Updated 1 p.m. Feb. 18

Ten acres of wooded land. Bad roads. A proposal for a fire station. A voluntary homeowners association with low participation.

These are the four factors currently impacting the Plantation Pines subdivision in unincorporated Ormond Beach, located in the rural area west of I-95. The residents will soon be faced with a vote some deem unexpected: Should the HOA donated 10 acres of land at the front of the neighborhood to the county for the construction of a new fire station? (A vote on Feb. 24 was canceled.)

The Ormond Beach Observer recently met with 11 Plantation Pines residents against the proposal, who said the first time they heard their community's HOA could be donating land to the county was a couple weeks ago. Worried about losing the buffer of trees that helps maintain the countryside feel to their neighborhood, the fire station is not wanted by some residents.
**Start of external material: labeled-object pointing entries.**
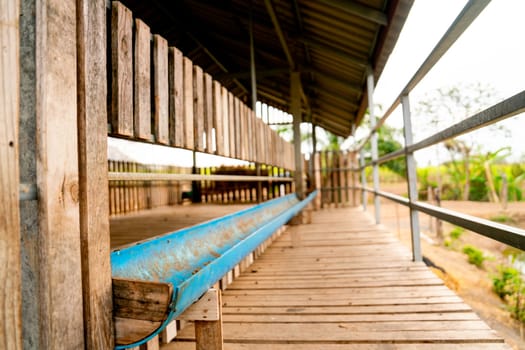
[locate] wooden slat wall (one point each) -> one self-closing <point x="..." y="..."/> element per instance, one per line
<point x="217" y="118"/>
<point x="10" y="264"/>
<point x="208" y="113"/>
<point x="160" y="90"/>
<point x="93" y="174"/>
<point x="130" y="196"/>
<point x="226" y="122"/>
<point x="176" y="111"/>
<point x="142" y="74"/>
<point x="122" y="70"/>
<point x="198" y="108"/>
<point x="190" y="109"/>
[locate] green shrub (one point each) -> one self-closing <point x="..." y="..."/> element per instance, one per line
<point x="510" y="286"/>
<point x="475" y="256"/>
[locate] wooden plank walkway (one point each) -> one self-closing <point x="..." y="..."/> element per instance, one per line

But unless they join the HOA, they won't be able to vote. 

Rebecca Rybicki, who has lived in the neighborhood since 1993, said she feels like the proposal shouldn't move forward if even one resident opposes it, whether or not they belong to the HOA.
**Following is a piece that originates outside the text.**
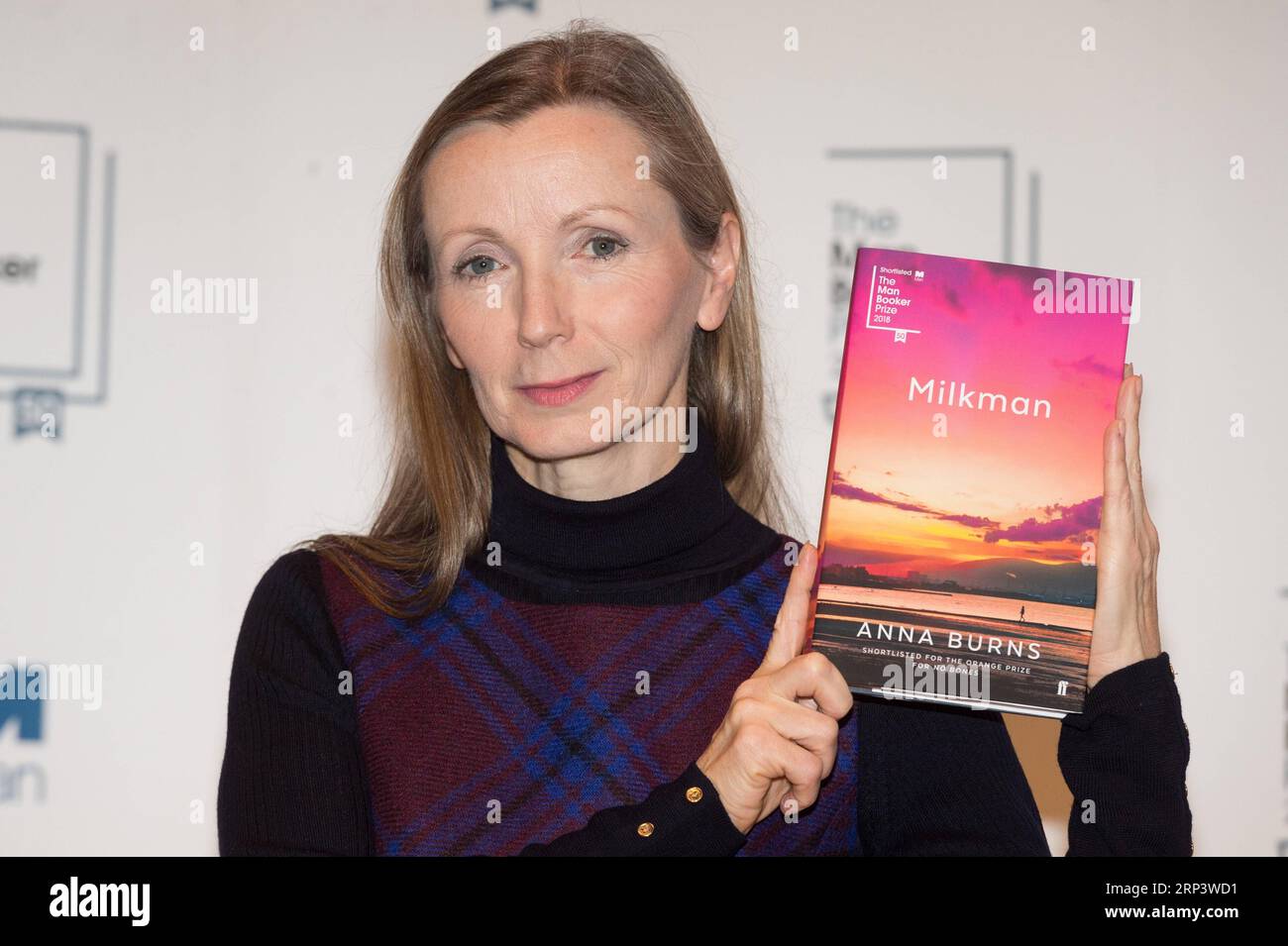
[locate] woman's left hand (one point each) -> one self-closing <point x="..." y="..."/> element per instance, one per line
<point x="1125" y="630"/>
"They moved in with that land — with that buffer, that protection, that bubble of land — and that’s not fair," Rybicki said. "We all have our reasons as to why we don’t think it's good for our community.”

The history of the deeded land, which spans just under 23 acres, dates back to 1988, when the developer, The Branigar Corporation Inc., gave the recreation land, including a lake, to the HOA. 

“The land does not belong to all the residents," HOA President Jim Stoltenborg said. "The land was deeded to the HOA. If you’re a member of the HOA, you can vote on it.” 

An offer to the county

The proposal for a fire station is not a new one, Stoltenborg said. 

Eight years ago, the HOA offered the land to the county for the relocation of Fire Station 18, which is currently located at 500 Rodeo Road. However, the offer never went anywhere, and it wasn't until after Volusia County approved the allocation of $12 million to improve its fire services back in March 2019, that the conversation resurfaced. 

Volusia County Interim Community Information Director Kevin Captain said in an email that a short time after the presentation to the council, a representative from the Plantation Pines HOA reached out to the county and indicated there was an interest in donating land for a fire station. 

"The county of Volusia did not make a request for donated land," Captain said. "In this case, the proposed donation was offered."

While it's possible that land may have been donated for fire stations back in the 1970s "in the volunteer days," Captain said there is no knowledge of a similar situation occurring recently. 

Why 10 acres? Stoltenborg said it's because the station would have wildfire fighting equipment on the premises. He hopes having a fire station nearby would quicken response times in the rural area as well.

"In addition, property owners also benefit from the reduction of insurance premiums, as fire losses are massive contributors to expensive insurance claims," Captain said. "The type of fire station also matters when it includes new construction, advanced life support service and heavy wildland equipment."

280 homes

If there was a fire in a home in Plantation Pines, having a station nearby wouldn't make much of a difference, said resident Enzo Marchese, who is a firefighter himself in Orange County. 

Houses burn all the time, even in cities. 

“And we have the hydrant next to it," Marchese said.

In 2018, the roads flooded so badly, some residents couldn't leave their homes. Photo courtesy of Rebecca Rybicki

The dirt roads in Plantation Pines likely won't support the fire trucks, either. But seeing as they're privately owned, the county isn't required to assume maintenance. 

That's why resident Kevin Rybicki asked why the HOA is offering the land for free at all, when the county won't help with the roads. 

“Meanwhile during the rainy season, what are they going to do when the firetrucks come out here, get stuck and can’t go down the roads?” he said.

The HOA has the responsibility to maintain the roads. 

The normal range of active members in the HOA is between 55-62, said Stoltenborg. As of Jan. 26, the membership was 26 members. 

Plantation Pines has approximately 280 homes. This is aggravating for Stoltenborg.

“A lot of people, and it’s mostly the ones that are ironically not members, are the ones that have been complaining about this," Stoltenborg said.

Changing the neighborhood

Resident Amber Mathisen recently moved into the neighborhood. She bought her home based on its location. She wanted to her family to live in the country.

If the vote to donate the land to the county passes, her home will face the station. 

“I don’t want to sit on my front porch and see a parking lot and the back of a Fire Department," Mathisen said. "On top of having all that land cleared, I’m going to see cars and road.”

Resident Ed Best has lived in Plantation Pines for 13 years. The tradeoff doesn't make sense to him. It'll make the neighborhood noisy. 

"Every time they send a truck out with the siren on, whoever lives up front there is going to get to listen to that noise," he said.

And for Pauline Rose, buying a home in Plantation Pines was a chance to escape the hustle and bustle of the city — the traffic, the stoplights and development. 

“We just want to be away from everything," Rose said.

They knew what they were getting into regarding public safety issues when they all moved to Plantation Pines, resident Greg Smith said. They didn't move out there to become part of an HOA. But because of the situation, he'll pay the $75 annual dues to be able to vote.

“People in our position kind of look like the bad guys because we don’t want the safety unit in the front of our neighborhood," Smith said.